Want to share your content on R-bloggers? click here if you have a blog, or here if you don't.

## Abstract

We provide an interpretation for the confidence interval for a binomial proportion hidden as the transcript of an hypothetical statistical consulting session.

## The Statistical Consulting Session

[Client]: So I did this important experiment where I investigated 420 turtles whether they had a specific phenotype trait. 52 out of my 420 turtles had the trait, i.e. the proportion in the sample was 12.4%. Now I’d like to state a 95% confidence interval for what the proportion of the trait is in the population of turtles (which is pretty large).

[Statistician]: Ok, that should be possible.
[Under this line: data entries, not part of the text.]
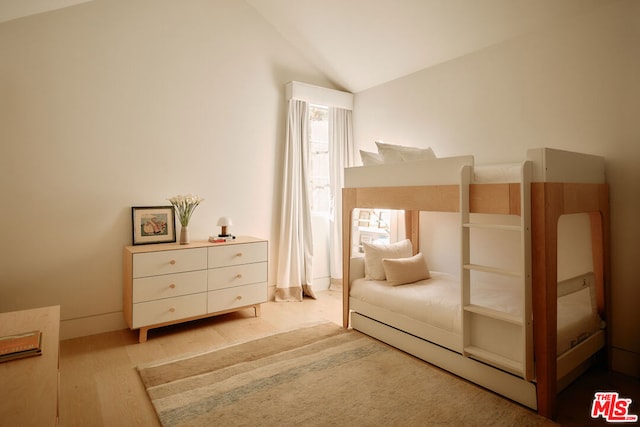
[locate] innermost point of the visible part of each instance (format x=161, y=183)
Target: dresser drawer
x=169, y=310
x=230, y=298
x=244, y=253
x=168, y=286
x=244, y=274
x=166, y=262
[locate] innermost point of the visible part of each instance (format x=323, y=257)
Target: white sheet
x=436, y=301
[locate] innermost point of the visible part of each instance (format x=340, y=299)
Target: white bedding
x=436, y=302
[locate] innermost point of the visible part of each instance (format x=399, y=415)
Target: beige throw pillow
x=370, y=159
x=398, y=153
x=401, y=271
x=375, y=253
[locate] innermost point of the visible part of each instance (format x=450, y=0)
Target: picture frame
x=153, y=224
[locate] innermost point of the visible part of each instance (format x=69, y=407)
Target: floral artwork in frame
x=153, y=224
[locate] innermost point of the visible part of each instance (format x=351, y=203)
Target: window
x=319, y=159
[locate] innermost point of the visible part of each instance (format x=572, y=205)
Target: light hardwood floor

Since your population is large, we do not need a finite population correction, Since your sample is also pretty large, let’s therefore just go with the textbook large-sample confidence interval for a binomial proportion, that is $$\hat{p} \pm 1.96 \sqrt{\hat{p}(1-\hat{p})/n}$$. Don’t worry about the equation, let’s just use R and the binom package to compute the interval:

(ci <- binom::binom.asymp(x=x, n=n, conf.level=0.95))
##       method  x   n      mean      lower     upper
## 1 asymptotic 52 420 0.1238095 0.09231031 0.1553087

So the requested 95% CI is 9.2%- 15.5%. Happy?

[Client]: Well, yes, that looks nice, but I wonder how I can interpret the confidence interval. Is it correct to say that the interval denotes a region, which contains the true value with 95% probability?

[Statistician]: A confidence interval constructing procedure yields a random interval, because it depends on quantities (in particular $$x$$), which are random. However, once you plug-in the realization of the random variable (i.e. your observation), you get a realization of the confidence interval consisting of two numbers. Would we know the true value then we could tell, whether the value is covered by this particular interval or not. The specific interval we calculated above thus contains the true value with probability 0% or 100% - which of the two is the cases we unfortunately do not know.

The correct interpretation is thus that the confidence interval is constructed by a procedure, which, when you repeat the experiment many many times, is such that in 95% of the experiments the corresponding confidence interval would cover the true value. I can illustrate this using a small simulation study in R. Let's assume your true proportion is 10%.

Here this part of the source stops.